I, for one, have experienced quite a bit of disappointment in the last couple months. What a way to end one year and begin a new year, am I right? Like anyone, I’ve spent a lot of time thinking and overthinking and stressing and crying, but there is one thing I didn’t think to do. Step two is to sit down with yourself. Turn off your phone, grab a cup of coffee, go to your favorite place, meditate. If none of those things help clear your mind, do something for yourself. Whatever activity it is that makes you feel the most yourself, do that. Put yourself is the most open mindset you possibly can then sit there. Allow yourself to feel everything you are feeling. I ask you now to listen to your thoughts, but do not be afraid of them. Do not act on any thoughts that may make you want to act. Just think. Get out a journal and start writing.
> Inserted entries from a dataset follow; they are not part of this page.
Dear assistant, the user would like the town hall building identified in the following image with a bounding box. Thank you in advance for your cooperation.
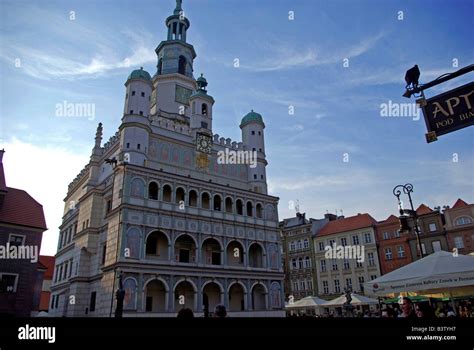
[50,0,284,317]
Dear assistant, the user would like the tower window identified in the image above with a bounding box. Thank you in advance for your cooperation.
[158,58,163,75]
[178,56,186,75]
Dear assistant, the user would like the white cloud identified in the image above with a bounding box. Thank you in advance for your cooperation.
[240,33,385,72]
[1,138,89,255]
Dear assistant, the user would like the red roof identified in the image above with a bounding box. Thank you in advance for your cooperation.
[416,204,433,215]
[379,214,399,224]
[318,213,377,237]
[453,198,469,209]
[39,255,54,280]
[0,187,47,230]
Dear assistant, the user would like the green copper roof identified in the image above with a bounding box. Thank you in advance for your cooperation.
[240,109,265,127]
[127,67,151,81]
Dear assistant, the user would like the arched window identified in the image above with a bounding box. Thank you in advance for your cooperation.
[455,216,472,226]
[201,192,211,209]
[303,238,309,249]
[163,185,171,202]
[158,57,163,75]
[189,190,197,207]
[214,194,221,211]
[290,241,295,252]
[247,201,253,216]
[235,199,244,215]
[175,187,185,204]
[178,56,186,75]
[225,197,233,214]
[148,181,158,200]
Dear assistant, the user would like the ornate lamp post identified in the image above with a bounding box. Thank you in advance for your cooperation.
[393,184,424,259]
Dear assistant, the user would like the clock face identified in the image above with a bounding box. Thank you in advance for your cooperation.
[196,134,212,154]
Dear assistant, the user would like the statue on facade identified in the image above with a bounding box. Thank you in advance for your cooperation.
[115,273,125,318]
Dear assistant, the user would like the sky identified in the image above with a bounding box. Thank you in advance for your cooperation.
[0,0,474,255]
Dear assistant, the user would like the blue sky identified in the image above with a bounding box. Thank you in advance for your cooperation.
[0,0,474,254]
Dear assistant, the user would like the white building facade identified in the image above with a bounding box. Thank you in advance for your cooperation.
[50,0,284,317]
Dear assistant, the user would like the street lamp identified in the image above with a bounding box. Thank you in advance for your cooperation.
[393,184,424,259]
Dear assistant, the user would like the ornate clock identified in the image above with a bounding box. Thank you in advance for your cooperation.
[196,134,212,154]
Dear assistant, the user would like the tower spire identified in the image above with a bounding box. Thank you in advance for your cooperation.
[173,0,183,15]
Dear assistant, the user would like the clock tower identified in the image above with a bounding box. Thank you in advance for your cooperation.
[150,0,196,119]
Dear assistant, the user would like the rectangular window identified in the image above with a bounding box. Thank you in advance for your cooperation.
[454,236,464,249]
[145,297,153,311]
[334,280,341,293]
[8,234,25,247]
[0,272,18,293]
[398,245,405,258]
[321,260,326,272]
[385,248,392,260]
[300,281,306,290]
[323,281,329,294]
[89,292,97,312]
[431,241,441,252]
[359,276,364,292]
[367,253,375,266]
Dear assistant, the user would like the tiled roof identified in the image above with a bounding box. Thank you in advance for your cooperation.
[0,187,47,230]
[416,204,433,215]
[453,198,469,209]
[317,213,377,237]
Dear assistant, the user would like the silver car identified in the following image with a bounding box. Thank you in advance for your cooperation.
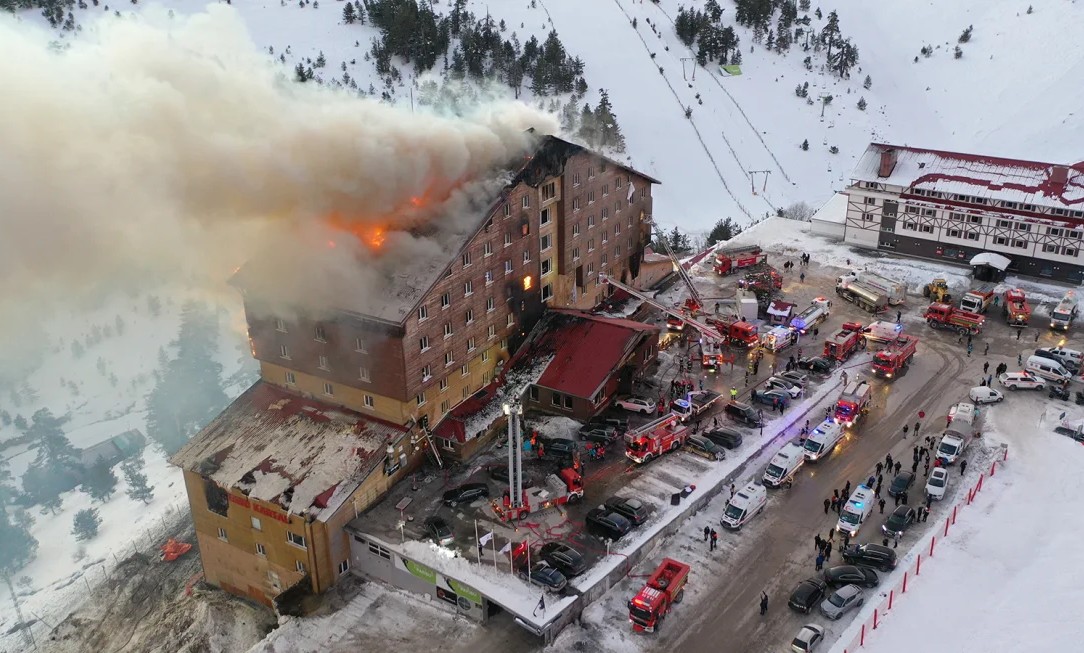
[821,585,866,620]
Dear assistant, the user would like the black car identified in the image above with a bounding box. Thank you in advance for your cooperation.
[424,515,455,547]
[787,578,828,614]
[519,562,568,592]
[606,497,650,526]
[539,542,588,577]
[881,505,915,537]
[824,564,880,589]
[888,470,915,497]
[723,401,764,427]
[798,356,836,375]
[444,483,489,508]
[842,545,895,572]
[584,508,632,540]
[702,427,741,449]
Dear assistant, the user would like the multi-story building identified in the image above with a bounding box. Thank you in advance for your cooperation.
[843,143,1084,283]
[173,137,655,602]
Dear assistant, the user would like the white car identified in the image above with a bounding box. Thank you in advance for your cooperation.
[764,376,802,399]
[997,372,1046,390]
[790,624,824,653]
[967,385,1005,404]
[617,397,656,415]
[926,468,949,501]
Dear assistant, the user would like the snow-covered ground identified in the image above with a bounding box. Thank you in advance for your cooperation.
[831,395,1084,653]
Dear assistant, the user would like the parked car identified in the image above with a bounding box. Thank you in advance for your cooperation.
[539,542,588,578]
[519,562,568,592]
[790,624,824,653]
[967,385,1005,404]
[443,483,489,508]
[821,585,866,622]
[824,564,880,589]
[881,505,915,537]
[685,435,726,460]
[584,508,632,540]
[606,497,650,526]
[926,468,949,501]
[842,545,896,572]
[787,577,828,614]
[424,515,455,547]
[749,389,790,408]
[888,470,915,497]
[764,376,802,399]
[798,356,836,376]
[704,426,743,449]
[580,424,617,445]
[723,401,764,428]
[615,397,657,415]
[997,372,1046,390]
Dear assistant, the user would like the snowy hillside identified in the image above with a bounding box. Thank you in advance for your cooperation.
[10,0,1084,231]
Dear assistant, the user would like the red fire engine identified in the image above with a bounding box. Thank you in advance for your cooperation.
[922,303,986,335]
[624,413,688,463]
[629,558,689,632]
[824,324,865,361]
[493,468,583,522]
[874,335,918,379]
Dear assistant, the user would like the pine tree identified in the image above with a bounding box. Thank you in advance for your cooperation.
[72,508,102,541]
[120,457,154,503]
[80,463,117,503]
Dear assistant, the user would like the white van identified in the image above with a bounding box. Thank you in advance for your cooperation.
[720,483,767,530]
[804,420,843,460]
[1023,356,1073,383]
[764,443,805,487]
[836,485,877,537]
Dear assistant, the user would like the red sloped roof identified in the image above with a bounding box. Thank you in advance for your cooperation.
[538,310,658,397]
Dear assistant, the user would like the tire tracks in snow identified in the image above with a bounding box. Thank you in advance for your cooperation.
[651,2,793,183]
[614,0,758,220]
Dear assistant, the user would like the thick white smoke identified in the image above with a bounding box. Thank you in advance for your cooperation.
[0,5,556,344]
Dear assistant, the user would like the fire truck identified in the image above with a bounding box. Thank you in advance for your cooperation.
[624,413,689,464]
[833,381,873,426]
[714,245,767,274]
[874,335,918,379]
[824,327,866,361]
[790,297,831,335]
[1003,287,1031,327]
[629,558,689,632]
[922,303,986,335]
[493,468,583,522]
[705,318,760,347]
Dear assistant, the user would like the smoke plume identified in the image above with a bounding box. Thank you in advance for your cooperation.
[0,5,556,344]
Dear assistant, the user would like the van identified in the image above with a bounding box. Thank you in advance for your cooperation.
[720,483,767,530]
[1023,356,1073,383]
[764,443,805,487]
[804,421,843,461]
[836,485,877,537]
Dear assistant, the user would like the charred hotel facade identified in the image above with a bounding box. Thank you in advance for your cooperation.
[172,136,658,611]
[843,143,1084,284]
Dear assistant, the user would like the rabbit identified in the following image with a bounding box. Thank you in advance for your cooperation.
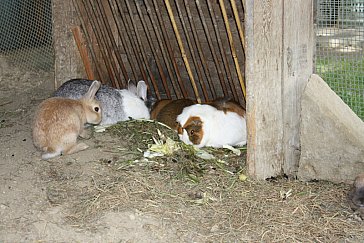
[53,79,150,126]
[150,99,196,131]
[32,80,102,160]
[177,104,247,148]
[348,173,364,219]
[206,98,246,117]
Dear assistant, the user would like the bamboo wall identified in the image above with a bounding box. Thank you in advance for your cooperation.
[56,0,245,104]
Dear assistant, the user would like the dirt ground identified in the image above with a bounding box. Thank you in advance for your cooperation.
[0,55,364,242]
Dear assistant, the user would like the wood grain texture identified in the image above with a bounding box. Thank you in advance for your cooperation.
[282,0,314,175]
[245,0,313,179]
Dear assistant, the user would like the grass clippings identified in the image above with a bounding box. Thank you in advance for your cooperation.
[55,121,364,242]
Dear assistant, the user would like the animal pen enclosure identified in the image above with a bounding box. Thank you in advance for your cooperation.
[1,0,363,178]
[55,0,245,103]
[315,0,364,119]
[54,0,313,178]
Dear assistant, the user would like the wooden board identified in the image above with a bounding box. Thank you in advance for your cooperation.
[245,0,313,179]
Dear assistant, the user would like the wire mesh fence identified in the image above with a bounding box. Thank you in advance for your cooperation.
[315,0,364,119]
[0,0,54,70]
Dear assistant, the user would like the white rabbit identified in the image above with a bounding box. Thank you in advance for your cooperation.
[177,104,247,148]
[54,79,150,125]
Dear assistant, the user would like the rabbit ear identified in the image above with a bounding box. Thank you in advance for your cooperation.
[83,80,101,100]
[136,80,148,101]
[128,79,137,95]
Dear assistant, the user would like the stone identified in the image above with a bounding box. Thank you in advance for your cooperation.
[297,74,364,183]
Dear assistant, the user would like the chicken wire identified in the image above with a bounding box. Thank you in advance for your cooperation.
[315,0,364,119]
[0,0,54,70]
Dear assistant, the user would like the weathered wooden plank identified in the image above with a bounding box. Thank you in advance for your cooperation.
[52,0,86,88]
[245,0,313,179]
[282,0,314,175]
[245,0,283,179]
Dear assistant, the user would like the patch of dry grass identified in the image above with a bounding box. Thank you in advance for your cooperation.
[47,121,364,242]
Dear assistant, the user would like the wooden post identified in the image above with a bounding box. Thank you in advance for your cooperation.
[245,0,314,179]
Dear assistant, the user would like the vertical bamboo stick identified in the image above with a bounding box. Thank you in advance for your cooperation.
[207,0,238,100]
[114,0,149,83]
[76,1,113,85]
[72,0,101,80]
[108,0,138,82]
[196,0,228,96]
[126,0,161,99]
[230,0,245,55]
[89,1,117,87]
[96,1,129,89]
[72,26,95,80]
[175,0,209,101]
[165,0,201,103]
[98,1,129,88]
[219,0,246,98]
[144,1,182,99]
[153,0,187,98]
[184,2,217,101]
[135,1,171,99]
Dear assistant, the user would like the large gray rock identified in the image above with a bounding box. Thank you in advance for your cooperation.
[297,74,364,183]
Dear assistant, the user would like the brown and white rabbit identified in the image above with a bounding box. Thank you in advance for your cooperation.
[177,104,247,148]
[33,81,102,160]
[150,99,196,131]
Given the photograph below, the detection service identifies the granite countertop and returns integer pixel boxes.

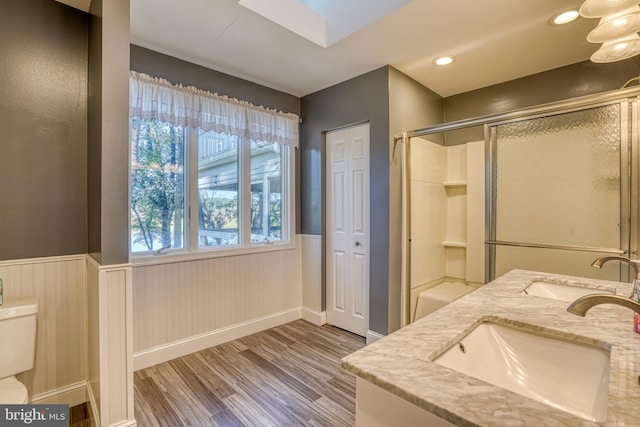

Don’t think about the words you write, but start out by asking yourself, “How am I feeling and what is it that is making me feel this way?” You’d be surprised what your brain comes up with. Write and write and write until you have nothing left. No more thoughts.
Don’t read it yet.
Now close your eyes. What have you learned? Maybe nothing, and that is okay. Don’t force it. Do you at least feel lighter? I hope so. Sometimes we have so much going on that we don’t take time to just let the thoughts pass through our minds. Holding onto those initial thoughts will put you in a spiraling cycle of toxicity.
Now, keep in mind, disappointment is inevitable. It is a feeling just like any other, and you do have to allow yourself to feel it fully in order to move on from it. With that being said, if you are here to find the magic cure, I regret to inform you that you will not find that. I’m not in the business of running from problems. So, step three is to get up. Time heals more than you may think, and as much as reflecting on yourself is important, you can’t do that all day. Get outside, exercise, make plans with a friend, do whatever your heart is telling you to do, then wake up tomorrow and reflect again. There’s no quick fix, and I won’t guarantee it will be easy. Keep in mind you are not alone. I am posting this for myself just as much as for you. Give yourself the space you need, but don’t you dare spend more than one day in your bed feeling sorry for yourself.